What is The New Yorker? I know it’s a great magazine and that it’s a tremendous source of pleasure in my life. But what exactly is it? This blog’s premise is that The New Yorker is a work of art, as worthy of comment and analysis as, say, Keats’s “Ode on a Grecian Urn.” Each week I review one or more aspects of the magazine’s latest issue. I suppose it’s possible to describe and analyze an entire issue, but I prefer to keep my reviews brief, and so I usually focus on just one or two pieces, to explore in each the signature style of its author. A piece by Nick Paumgarten is not like a piece by Jill Lepore, and neither is like a piece by Ian Frazier. One could not mistake Collins for Seabrook, or Bilger for Goldfield, or Mogelson for Kolbert.
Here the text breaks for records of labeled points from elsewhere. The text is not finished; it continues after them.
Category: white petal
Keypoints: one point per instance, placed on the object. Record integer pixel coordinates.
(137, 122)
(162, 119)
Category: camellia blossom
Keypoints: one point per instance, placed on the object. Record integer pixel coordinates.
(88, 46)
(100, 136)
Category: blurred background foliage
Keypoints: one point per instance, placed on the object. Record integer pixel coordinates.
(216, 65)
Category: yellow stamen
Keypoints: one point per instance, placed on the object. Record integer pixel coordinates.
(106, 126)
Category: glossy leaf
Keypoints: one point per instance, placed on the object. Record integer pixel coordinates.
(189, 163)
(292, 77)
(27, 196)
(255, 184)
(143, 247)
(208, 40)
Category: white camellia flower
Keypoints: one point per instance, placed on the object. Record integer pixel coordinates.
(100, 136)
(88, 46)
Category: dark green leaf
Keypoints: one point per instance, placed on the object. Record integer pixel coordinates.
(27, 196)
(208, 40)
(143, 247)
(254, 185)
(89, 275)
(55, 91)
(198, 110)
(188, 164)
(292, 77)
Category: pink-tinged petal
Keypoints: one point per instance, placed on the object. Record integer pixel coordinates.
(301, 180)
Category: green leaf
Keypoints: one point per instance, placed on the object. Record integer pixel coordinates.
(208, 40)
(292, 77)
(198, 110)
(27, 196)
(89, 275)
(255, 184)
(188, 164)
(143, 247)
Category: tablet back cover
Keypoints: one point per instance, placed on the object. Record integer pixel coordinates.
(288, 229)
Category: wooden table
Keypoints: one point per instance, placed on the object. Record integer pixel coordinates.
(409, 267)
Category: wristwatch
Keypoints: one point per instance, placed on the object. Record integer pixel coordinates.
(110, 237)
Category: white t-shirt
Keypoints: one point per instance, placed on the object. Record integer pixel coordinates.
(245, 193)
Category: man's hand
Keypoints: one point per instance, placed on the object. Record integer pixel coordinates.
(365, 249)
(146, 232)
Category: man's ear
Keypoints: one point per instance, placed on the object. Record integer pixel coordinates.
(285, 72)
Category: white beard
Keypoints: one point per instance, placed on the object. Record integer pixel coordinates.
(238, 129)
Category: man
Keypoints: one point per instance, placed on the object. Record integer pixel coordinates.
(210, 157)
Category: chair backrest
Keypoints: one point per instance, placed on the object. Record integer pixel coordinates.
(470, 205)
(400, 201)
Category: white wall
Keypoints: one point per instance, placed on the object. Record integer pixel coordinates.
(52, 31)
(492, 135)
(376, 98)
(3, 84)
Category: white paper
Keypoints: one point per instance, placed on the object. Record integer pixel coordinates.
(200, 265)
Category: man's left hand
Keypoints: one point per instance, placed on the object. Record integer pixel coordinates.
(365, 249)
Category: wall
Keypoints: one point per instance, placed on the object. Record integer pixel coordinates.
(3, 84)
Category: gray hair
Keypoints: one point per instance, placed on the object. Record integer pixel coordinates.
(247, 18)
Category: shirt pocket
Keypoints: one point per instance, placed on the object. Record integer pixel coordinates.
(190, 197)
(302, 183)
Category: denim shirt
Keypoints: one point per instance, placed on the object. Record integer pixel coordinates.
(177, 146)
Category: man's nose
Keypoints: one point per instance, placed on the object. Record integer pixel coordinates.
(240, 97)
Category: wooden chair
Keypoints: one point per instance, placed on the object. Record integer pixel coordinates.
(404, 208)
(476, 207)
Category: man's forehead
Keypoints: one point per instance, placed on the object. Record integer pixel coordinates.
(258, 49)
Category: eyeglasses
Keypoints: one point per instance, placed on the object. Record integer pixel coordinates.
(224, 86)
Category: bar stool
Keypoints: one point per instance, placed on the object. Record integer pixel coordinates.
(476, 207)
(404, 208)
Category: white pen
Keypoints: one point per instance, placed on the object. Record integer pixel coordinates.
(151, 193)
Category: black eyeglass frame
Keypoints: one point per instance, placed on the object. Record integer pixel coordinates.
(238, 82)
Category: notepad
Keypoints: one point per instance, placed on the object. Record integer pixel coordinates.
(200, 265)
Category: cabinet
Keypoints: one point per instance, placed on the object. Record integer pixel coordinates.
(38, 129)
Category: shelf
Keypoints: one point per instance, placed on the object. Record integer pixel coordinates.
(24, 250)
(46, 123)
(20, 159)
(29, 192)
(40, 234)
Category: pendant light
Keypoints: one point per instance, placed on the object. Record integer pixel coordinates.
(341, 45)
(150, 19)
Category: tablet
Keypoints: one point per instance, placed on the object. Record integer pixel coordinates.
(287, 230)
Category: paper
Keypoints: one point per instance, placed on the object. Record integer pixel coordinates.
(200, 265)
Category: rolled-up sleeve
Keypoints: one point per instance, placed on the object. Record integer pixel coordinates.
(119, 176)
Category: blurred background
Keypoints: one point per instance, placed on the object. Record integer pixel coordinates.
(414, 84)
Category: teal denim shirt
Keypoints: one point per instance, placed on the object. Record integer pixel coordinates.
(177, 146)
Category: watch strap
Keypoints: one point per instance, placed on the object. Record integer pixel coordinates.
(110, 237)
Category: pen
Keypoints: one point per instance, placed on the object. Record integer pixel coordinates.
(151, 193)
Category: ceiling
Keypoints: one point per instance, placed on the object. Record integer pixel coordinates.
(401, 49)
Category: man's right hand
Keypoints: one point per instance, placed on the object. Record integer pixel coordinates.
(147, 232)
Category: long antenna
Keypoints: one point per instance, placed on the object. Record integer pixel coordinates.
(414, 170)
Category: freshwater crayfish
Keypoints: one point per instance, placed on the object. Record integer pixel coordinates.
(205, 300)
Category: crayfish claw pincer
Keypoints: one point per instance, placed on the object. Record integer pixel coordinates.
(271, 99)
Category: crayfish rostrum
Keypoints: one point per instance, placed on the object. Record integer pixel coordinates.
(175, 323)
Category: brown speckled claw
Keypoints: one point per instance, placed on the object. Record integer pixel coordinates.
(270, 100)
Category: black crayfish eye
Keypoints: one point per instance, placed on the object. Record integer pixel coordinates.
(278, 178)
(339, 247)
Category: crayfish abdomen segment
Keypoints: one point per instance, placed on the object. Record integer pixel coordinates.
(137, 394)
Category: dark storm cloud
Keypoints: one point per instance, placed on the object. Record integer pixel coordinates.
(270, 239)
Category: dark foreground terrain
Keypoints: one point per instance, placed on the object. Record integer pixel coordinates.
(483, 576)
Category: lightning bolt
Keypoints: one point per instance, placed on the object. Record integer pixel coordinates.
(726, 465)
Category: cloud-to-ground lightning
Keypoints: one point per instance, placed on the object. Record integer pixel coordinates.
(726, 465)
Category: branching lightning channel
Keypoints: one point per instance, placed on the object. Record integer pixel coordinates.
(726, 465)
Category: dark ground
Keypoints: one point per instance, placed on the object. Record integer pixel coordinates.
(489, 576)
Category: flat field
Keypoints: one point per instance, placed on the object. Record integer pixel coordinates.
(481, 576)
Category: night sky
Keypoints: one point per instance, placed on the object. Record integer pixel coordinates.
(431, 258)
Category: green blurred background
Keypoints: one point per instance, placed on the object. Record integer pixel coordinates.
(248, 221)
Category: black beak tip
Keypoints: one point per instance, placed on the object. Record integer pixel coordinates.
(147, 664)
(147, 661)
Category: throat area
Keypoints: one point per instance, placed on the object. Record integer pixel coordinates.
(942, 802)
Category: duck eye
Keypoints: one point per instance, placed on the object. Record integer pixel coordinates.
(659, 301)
Each has found a style, and it is that style that I respond to as I read, and want to understand and describe.

Monday, December 1, 2014

Strand's Solitude


Edward Hopper, Automat (1927)















The recent passing of Mark Strand returned me to his great little book Hopper (1994), a wonderful collection of aesthetic meditations on twenty-three of Edward Hopper’s paintings. So many of Hopper’s pictures – Morning Sun, Automat, Western Motel, Hotel Room, Summer in the City – sway me with their feeling of solitude. Strand identified with them. In Hopper’s concluding piece, he says that the silence of Hopper’s rooms “weighs on us like solitude.” This links with Dan Chiasson’s observation, in his eloquent "Mark Strand's Last Waltz" (“Page-Turner,” newyorker.com, November 30, 2014): “Strand surveyed his outward circumstances—relative health and prosperity, growing fame, the undeniable good fortune of being alive—from a peephole cut into the exterior wall of his solitude.”